The stock market crash of 1929 triggered the Great Depression. Small-town banks that had taken people’s money were closing their doors, but not before they also took their family farm.
“The banks were going under and taking people’s money and foreclosing on farms and everything, and I think the people felt that my father was just one of them, kind of striking back for all of them… and it was kind of like they were pulling for him to stay at large instead of being killed. He was probably the only criminal I ever heard of that people wanted for him to stay alive and at large, instead of being captured.”
“But a lot of people started using his method of operation and dressing like him, and he got blamed for a lot of banks that he really didn’t rob. ‘Cause I know one time when I first started to school, we, for about six months my father hadn’t been anywhere – he stayed right there when I first started to school – and every week we’d hear where he robbed a bank in Kansas or in Arkansas or somewhere. And the other guys got pretty smart, y’know? They’d dress like him and do his thing and he got blamed for it. And a lot of banks, when banks were going broke and everything, they got robbed by their own people; a brother-in-law or somebody would come in and rob them and the bank would be off the hook.”
I was working on today’s story about Pennie’s father and his friend Jackie, the son of a notorious-but-misunderstood bank robber, when a friend of mine said, “Don’t make excuses for horrible people. You can’t put a flower in an asshole and call it a vase.”
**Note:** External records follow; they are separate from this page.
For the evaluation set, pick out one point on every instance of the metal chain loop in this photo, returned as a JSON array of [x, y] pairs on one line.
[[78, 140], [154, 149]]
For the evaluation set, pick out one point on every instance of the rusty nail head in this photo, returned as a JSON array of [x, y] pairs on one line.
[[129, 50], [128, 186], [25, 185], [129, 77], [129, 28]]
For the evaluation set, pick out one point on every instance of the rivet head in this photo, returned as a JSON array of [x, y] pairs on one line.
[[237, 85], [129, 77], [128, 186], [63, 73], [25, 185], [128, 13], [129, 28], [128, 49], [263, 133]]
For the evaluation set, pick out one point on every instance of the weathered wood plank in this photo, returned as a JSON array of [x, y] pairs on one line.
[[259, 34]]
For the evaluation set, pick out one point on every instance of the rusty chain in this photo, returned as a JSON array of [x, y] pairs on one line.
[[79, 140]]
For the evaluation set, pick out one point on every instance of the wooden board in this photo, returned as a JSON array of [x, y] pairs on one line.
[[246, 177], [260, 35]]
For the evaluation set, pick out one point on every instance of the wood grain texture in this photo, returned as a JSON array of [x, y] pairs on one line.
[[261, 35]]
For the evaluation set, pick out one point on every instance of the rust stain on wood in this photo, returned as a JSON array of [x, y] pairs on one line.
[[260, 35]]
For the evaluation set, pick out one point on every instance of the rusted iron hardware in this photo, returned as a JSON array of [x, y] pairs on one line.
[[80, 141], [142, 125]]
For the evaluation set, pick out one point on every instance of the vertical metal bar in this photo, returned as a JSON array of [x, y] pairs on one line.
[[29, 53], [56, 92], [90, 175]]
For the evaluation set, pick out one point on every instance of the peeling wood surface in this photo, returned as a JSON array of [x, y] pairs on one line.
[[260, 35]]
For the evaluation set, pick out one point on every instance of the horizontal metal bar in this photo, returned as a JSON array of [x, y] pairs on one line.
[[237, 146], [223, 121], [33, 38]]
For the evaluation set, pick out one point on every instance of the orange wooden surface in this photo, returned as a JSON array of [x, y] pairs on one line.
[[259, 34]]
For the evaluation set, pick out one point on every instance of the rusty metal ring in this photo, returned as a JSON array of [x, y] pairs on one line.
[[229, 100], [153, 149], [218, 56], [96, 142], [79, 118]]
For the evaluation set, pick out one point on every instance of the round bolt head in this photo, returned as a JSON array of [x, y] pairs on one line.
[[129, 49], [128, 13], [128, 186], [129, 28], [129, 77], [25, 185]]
I agreed with my friend, of course, but I also disagreed. Sure, Jackie’s dad was a blue-collar criminal, but aren’t white-collar criminals also assholes wearing flowers? Yet we call them “successful business men,” and excuse their crimes by saying, “Well, that’s just how it is in the business world.”
You can put a flower in an asshole and call it a vase if you have enough money wrapped around it. Or at least that’s how it seems to me.
John Steinbeck wrote about Jackie’s father in chapter 8 of his 1939 novel, The Grapes of Wrath. And in 1940, the immortal Woody Guthrie wrote a song about him.
The next-to-last line of that song is piercingly insightful:
Yes, as through this world I’ve wandered
I’ve seen lots of funny men
Some will rob you with a six-gun
And some with a fountain pen.
“Pretty Boy” Floyd was killed by the FBI on October 22, 1934. According to History.com, “he used his last breath to deny his involvement in the infamous Kansas City Massacre, in which four officers were shot to death at a train station.”
Based on everything else we know about Pretty Boy Floyd, I, for one, am inclined to believe him.